Ahora
que han pasado más de doscientos años, y mi frente está ajada y blanco mi
cabello, es el momento de repasar las edades pretéritas, antes de que mi
espíritu acuda ante Mandos, juez de los valar.
Los
libros antiguos hablan de nosotros, los hombres, como los Seguidores porque
fuimos creados por el Único después de los elfos. También se nos llamó
Huéspedes o Forasteros porque nuestro paso por el mundo es breve y no estamos
atados a la tierra.

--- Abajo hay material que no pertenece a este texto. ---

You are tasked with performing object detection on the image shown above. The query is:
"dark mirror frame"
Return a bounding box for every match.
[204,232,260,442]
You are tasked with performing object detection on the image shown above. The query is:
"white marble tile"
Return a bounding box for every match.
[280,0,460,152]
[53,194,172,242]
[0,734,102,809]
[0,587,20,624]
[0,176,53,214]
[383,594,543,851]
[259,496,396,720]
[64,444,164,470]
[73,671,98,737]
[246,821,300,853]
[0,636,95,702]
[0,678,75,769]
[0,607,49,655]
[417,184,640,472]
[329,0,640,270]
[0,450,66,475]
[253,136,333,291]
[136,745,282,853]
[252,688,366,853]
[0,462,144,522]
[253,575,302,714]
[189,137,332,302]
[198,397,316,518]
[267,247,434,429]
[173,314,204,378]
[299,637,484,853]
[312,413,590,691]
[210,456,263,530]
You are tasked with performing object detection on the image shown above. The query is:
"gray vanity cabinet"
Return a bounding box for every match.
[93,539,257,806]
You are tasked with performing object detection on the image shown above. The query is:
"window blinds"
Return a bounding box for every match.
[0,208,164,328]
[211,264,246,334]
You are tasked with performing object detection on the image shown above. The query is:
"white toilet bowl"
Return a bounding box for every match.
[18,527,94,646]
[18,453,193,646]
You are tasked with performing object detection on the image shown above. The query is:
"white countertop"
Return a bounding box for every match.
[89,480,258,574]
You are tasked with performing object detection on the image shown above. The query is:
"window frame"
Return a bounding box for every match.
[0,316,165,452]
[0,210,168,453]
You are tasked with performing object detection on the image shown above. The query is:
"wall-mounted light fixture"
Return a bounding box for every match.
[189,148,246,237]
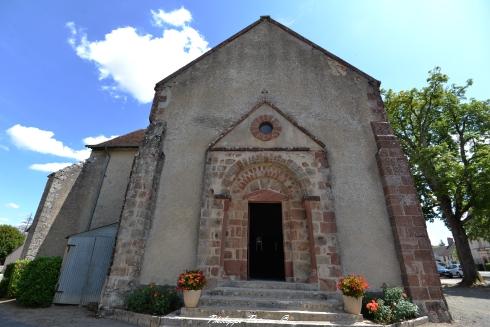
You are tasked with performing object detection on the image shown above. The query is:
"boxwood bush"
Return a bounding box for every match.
[362,287,419,324]
[0,260,30,298]
[17,257,61,307]
[126,284,182,316]
[0,263,15,299]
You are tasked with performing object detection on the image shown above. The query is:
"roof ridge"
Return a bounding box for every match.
[85,128,146,149]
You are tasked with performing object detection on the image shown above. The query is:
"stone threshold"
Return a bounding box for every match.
[106,309,429,327]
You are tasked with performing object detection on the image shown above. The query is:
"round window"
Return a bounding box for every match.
[259,122,274,135]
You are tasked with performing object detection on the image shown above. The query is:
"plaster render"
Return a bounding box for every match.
[140,21,401,289]
[21,164,82,260]
[38,151,108,257]
[90,149,137,229]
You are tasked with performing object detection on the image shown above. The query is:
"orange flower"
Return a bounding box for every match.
[366,300,379,313]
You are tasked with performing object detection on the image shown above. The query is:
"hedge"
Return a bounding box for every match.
[17,257,62,307]
[126,284,182,316]
[0,260,30,298]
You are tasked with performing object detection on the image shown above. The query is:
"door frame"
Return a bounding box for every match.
[247,200,287,281]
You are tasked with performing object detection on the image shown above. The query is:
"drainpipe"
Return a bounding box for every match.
[85,146,111,231]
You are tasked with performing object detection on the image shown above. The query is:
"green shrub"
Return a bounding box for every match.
[7,259,31,298]
[0,263,15,299]
[126,284,182,316]
[362,287,419,324]
[17,257,61,307]
[383,287,407,307]
[392,299,419,321]
[373,299,396,324]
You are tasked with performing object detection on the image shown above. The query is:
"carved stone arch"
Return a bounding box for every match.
[197,149,341,291]
[221,154,312,196]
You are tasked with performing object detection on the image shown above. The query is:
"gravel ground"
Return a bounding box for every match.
[0,278,490,327]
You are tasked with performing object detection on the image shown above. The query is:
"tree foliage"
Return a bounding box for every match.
[384,67,490,240]
[0,225,25,263]
[383,67,490,286]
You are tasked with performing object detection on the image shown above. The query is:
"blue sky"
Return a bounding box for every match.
[0,0,490,243]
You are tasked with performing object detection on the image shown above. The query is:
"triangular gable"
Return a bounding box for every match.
[209,101,325,151]
[155,16,381,90]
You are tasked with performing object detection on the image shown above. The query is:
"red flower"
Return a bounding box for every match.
[366,300,379,313]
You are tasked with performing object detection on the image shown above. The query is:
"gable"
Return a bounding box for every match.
[155,16,381,90]
[210,102,323,150]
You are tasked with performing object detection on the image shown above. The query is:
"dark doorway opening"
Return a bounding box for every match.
[248,203,284,280]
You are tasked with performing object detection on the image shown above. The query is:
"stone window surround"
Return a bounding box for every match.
[250,115,282,141]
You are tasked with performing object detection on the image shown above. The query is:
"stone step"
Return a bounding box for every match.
[218,280,318,291]
[199,295,342,312]
[205,286,339,300]
[180,306,363,323]
[160,315,382,327]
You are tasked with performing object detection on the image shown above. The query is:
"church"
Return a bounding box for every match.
[23,16,448,321]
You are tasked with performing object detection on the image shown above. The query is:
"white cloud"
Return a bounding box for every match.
[83,135,119,145]
[66,8,209,103]
[151,7,192,26]
[29,162,73,173]
[5,202,20,209]
[7,124,90,160]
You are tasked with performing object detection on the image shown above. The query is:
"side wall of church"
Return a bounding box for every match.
[33,149,136,256]
[38,151,108,256]
[21,164,82,260]
[140,23,401,289]
[90,149,136,229]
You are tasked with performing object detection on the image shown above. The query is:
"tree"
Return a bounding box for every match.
[383,67,490,285]
[0,225,25,264]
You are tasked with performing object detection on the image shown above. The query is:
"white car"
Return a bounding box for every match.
[447,264,463,277]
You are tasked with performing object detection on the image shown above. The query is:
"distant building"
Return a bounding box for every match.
[470,240,490,265]
[26,16,449,321]
[432,237,459,266]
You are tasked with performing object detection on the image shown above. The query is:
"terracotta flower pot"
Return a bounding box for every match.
[184,290,201,308]
[342,295,362,315]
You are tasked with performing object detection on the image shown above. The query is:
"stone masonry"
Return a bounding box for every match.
[99,122,165,310]
[198,149,341,291]
[371,121,451,322]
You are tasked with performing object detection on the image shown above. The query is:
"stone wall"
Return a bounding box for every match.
[141,21,402,289]
[198,149,341,291]
[21,163,82,259]
[99,122,165,310]
[372,121,451,322]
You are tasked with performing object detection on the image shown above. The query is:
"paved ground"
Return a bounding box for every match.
[0,278,490,327]
[425,278,490,327]
[0,301,133,327]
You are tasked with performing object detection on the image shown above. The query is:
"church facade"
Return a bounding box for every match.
[24,16,448,320]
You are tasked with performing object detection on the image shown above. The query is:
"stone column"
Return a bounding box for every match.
[99,122,165,310]
[303,197,318,283]
[371,121,451,322]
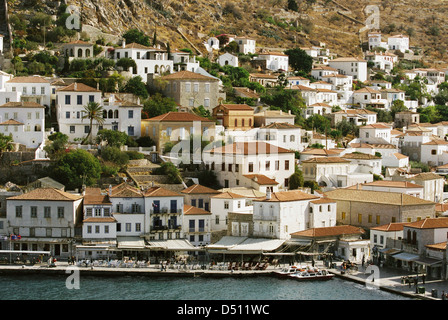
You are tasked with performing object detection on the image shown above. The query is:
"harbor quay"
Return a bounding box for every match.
[0,260,448,300]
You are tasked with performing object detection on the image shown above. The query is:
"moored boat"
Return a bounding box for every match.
[288,270,334,280]
[274,266,306,278]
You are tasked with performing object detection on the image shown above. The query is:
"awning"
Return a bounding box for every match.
[147,239,198,251]
[392,252,419,261]
[378,248,401,255]
[117,237,145,250]
[415,257,442,267]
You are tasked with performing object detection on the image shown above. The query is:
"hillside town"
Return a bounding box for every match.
[0,5,448,279]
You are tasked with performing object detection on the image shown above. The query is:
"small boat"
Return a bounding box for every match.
[274,266,305,278]
[288,270,334,280]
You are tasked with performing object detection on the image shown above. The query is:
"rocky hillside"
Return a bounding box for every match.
[8,0,448,64]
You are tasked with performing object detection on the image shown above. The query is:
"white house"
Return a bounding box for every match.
[56,82,102,141]
[253,190,336,240]
[255,52,289,72]
[114,40,174,82]
[0,102,45,148]
[6,188,82,259]
[257,122,308,151]
[98,94,143,137]
[387,34,409,53]
[204,141,294,192]
[234,37,256,54]
[210,191,252,232]
[328,57,368,82]
[169,50,200,72]
[5,76,51,109]
[218,52,239,67]
[182,205,212,246]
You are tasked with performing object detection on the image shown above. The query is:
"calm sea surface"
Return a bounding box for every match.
[0,275,409,300]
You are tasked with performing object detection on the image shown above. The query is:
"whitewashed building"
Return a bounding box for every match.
[6,188,82,259]
[0,102,45,148]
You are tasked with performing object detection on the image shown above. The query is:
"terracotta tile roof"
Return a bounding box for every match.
[160,70,219,81]
[261,122,301,129]
[6,76,50,83]
[184,204,211,215]
[302,157,350,163]
[145,111,214,122]
[82,217,117,223]
[216,104,254,111]
[84,188,111,205]
[57,82,101,92]
[425,241,447,251]
[406,217,448,229]
[342,153,381,160]
[109,182,143,198]
[8,188,82,201]
[291,225,365,238]
[363,180,423,189]
[212,191,246,199]
[181,184,220,194]
[325,189,435,206]
[243,174,278,186]
[300,148,340,156]
[0,119,24,126]
[254,190,320,202]
[206,142,294,155]
[370,222,409,232]
[145,187,183,197]
[311,197,336,204]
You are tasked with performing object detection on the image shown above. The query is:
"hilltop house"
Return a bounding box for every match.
[113,39,174,81]
[204,141,294,192]
[0,102,45,148]
[148,71,225,110]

Surgimos en los años del Sol, cuando la Tierra Media era
regida por los presurosos cambios del crecimiento y el declinar de las cosas.
Además, fuimos los Malditos porque nos asemejábamos al Señor Oscuro más que
ninguna de las otras razas. Pero la entrega de mi antiguo linaje, los edain, en
las Guerras de Beleriand hizo que fuéramos recompensados por los valar, quienes
nos ofrecieron la isla de Númenor. En este nuevo hogar nos alcanzó la riqueza y
el júbilo, pero la larga sombra de Sauron pervirtió nuestros corazones y la
tierra que surgió de las aguas se hundió de nuevo en el océano.
Yo,
Aragorn II, soy el último de los edain en esta tierra y heredero de Isildur,
cuyo padre, el gran Elendil, fue el señor de los Fieles y creador de las
dinastías de Gondor y Arnor. Por mis venas corre la antigua nobleza de los
númenóreanos, y mis manos sostienen la espada Andúril, la Narsil forjada de
nuevo, símbolo de la destrucción del Señor Oscuro.
Han
transcurrido más de cien años de mi reinado. Atrás quedaron las hazañas
gloriosas, como capitán, como montaraz, como miembro de la Compañía... Hemos
traído la paz a las Tierras Occidentales, alejando la oscuridad de la Tierra
Media. Pero debemos vigilar la niebla de nuestros corazones, pues ahí siempre
habita.
A
mi lado permanece Arwen, mi amada reina, cuya luz disuelve la bruma de mi alma.